Rabbi Yaakov Feitman, the shul’s morah d’asra, said it was appropriate for the remembrance to take place in a shul because that is where the tragedy began.

“The Nazis tried at first to destroy the spirit and soul of Israel,” he said. “They didn’t succeed, and the proof is that we are all here tonight.”

“The destruction began on Kristallnacht with the burning of shuls, yeshivos and Sifrei Torah, and since that’s how the destruction began, that’s how the rebuilding must begin,” said Rabbi Ephraim Polakoff of Congregation Bais Tefilah of Woodmere, in whose shul the annual Five Towns commemoration originated some years ago.

“There’s no more fitting venue than a shul to hold a Kristallnacht event, no greater testament to the rebuilding of Judaism,” he said.

“Kristallnacht, the night of broken glass, represents the spirit of the Jewish people,” Rabbi Polakoff said.

“The Jewish people have grown to be numerous like the sand by the seashore” — as Hashem promised Avraham — “yet we’re are also like metal,” which when “destroyed and broken can be melted down and reconstituted. As much as we’re shattered [and] broken, as much as occasionally we’re melted down, we can always be rebuilt into something stronger and greater and more beautiful than before.”

The evening’s guest speaker, Theodore Roosevelt IV — great-grandson of President Theodore Roosevelt — said that “the Holocaust was not created by one maniac who hypnotized everyone else [but] was a collaboration among people who chose to forget and in so doing surrendered their best selves to their worst.”
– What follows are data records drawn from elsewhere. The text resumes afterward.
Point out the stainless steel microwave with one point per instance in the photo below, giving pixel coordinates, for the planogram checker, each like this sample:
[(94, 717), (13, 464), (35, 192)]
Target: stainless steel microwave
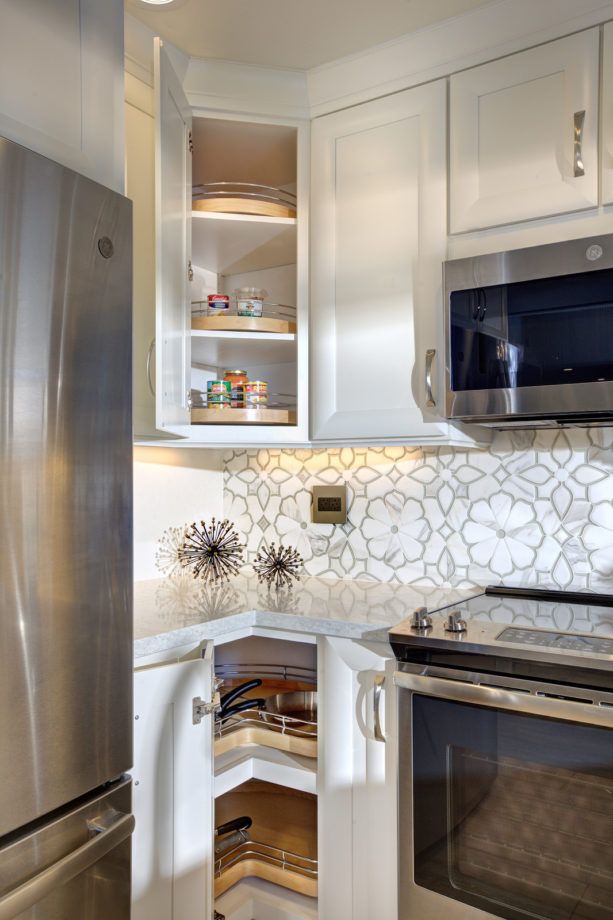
[(529, 336)]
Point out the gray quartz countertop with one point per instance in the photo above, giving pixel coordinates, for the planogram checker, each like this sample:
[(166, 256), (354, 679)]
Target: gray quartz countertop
[(177, 610)]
“Remembering is one of the most moral actions we can undertake,” he said.

Roosevelt recalled that in the years preceding Kristallnach and World War II, his grandfather, Theodore Roosevelt Jr., the eldest son of the president, “became increasingly concerned about anti-Semitism in the United State and spoke out against it.”

“It must never happen again,” he said.

Rabbi Feitman said this year’s event had extra meaning because of what happened in Pittsburgh, where “we lost 11 holy, beautiful souls, kedoshim.

Rabbi Polakoff concluded, “May the Jewish people never witness such destruction ever again and may we continue to rebuild our institutions and the fabric of our faith to even greater and greater heights.”

David Klein, son of survivor Cecile Klein, read his mother’s poem, Promise. “We must be remembered, all must know,” she wrote.

The annual event was organized by The Jewish Star’s Kosher Bookworm columnist, Alan Jay Gerber, and by Judith Greenberger, in tribute and memory of Rabbi Binyomin Kamenetzky, Andrew Parise, Joseph Ash, and Cecilie Klein.